Li Xinchen, Hong Yuan, Xu Yang, Hu Mu
Department of Orthopedics, Ruijin Hospital, Shanghai Jiao Tong University School of Medicine, Shanghai 200025, China.
Diagnostics (Basel). 2024 Aug 25;14(17):1859. doi: 10.3390/diagnostics14171859.

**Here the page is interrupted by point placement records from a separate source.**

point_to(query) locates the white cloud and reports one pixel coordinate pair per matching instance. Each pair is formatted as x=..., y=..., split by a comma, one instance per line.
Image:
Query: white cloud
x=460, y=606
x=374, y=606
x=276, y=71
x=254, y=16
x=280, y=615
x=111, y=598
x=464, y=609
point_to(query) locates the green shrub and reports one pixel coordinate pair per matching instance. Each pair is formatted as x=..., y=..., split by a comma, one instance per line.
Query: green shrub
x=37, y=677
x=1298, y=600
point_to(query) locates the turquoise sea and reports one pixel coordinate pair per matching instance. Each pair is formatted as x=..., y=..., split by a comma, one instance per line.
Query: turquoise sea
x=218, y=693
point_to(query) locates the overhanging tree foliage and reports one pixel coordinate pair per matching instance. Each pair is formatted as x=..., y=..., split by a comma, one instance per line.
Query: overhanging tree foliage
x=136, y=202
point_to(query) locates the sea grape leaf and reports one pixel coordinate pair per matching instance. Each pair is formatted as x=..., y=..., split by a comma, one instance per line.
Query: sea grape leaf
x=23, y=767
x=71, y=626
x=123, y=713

The accurate and efficient segmentation of the spine is important in the diagnosis and treatment of spine malfunctions and fractures. However, it is still challenging because of large inter-vertebra variations in shape and cross-image localization of the spine. In previous methods, convolutional neural networks (CNNs) have been widely applied as a vision backbone to tackle this task. However, these methods are challenged in utilizing the global contextual information across the whole image for accurate spine segmentation because of the inherent locality of the convolution operation. Compared with CNNs, the Vision Transformer (ViT) has been proposed as another vision backbone with a high capacity to capture global contextual information. However, when the ViT is employed for spine segmentation, it treats all input tokens equally, including vertebrae-related tokens and non-vertebrae-related tokens. Additionally, it lacks the capability to locate regions of interest, thus lowering the accuracy of spine segmentation. To address this limitation, we propose a novel Vertebrae-aware Vision Transformer (VerFormer) for automatic spine segmentation from CT images. Our VerFormer is designed by incorporating a novel Vertebrae-aware Global (VG) block into the ViT backbone. In the VG block, the vertebrae-related global contextual information is extracted by a Vertebrae-aware Global Query (VGQ) module. Then, this information is incorporated into query tokens to highlight vertebrae-related tokens in the multi-head self-attention module. Thus, this VG block can leverage global contextual information to effectively and efficiently locate spines across the whole input, thus improving the segmentation accuracy of VerFormer. Driven by this design, the VerFormer demonstrates a solid capacity to capture more discriminative dependencies and vertebrae-related context in automatic spine segmentation. The experimental results on two spine CT segmentation tasks demonstrate the effectiveness of our VG block and the superiority of our VerFormer in spine segmentation. Compared with other popular CNN- or ViT-based segmentation models, our VerFormer shows superior segmentation accuracy and generalization.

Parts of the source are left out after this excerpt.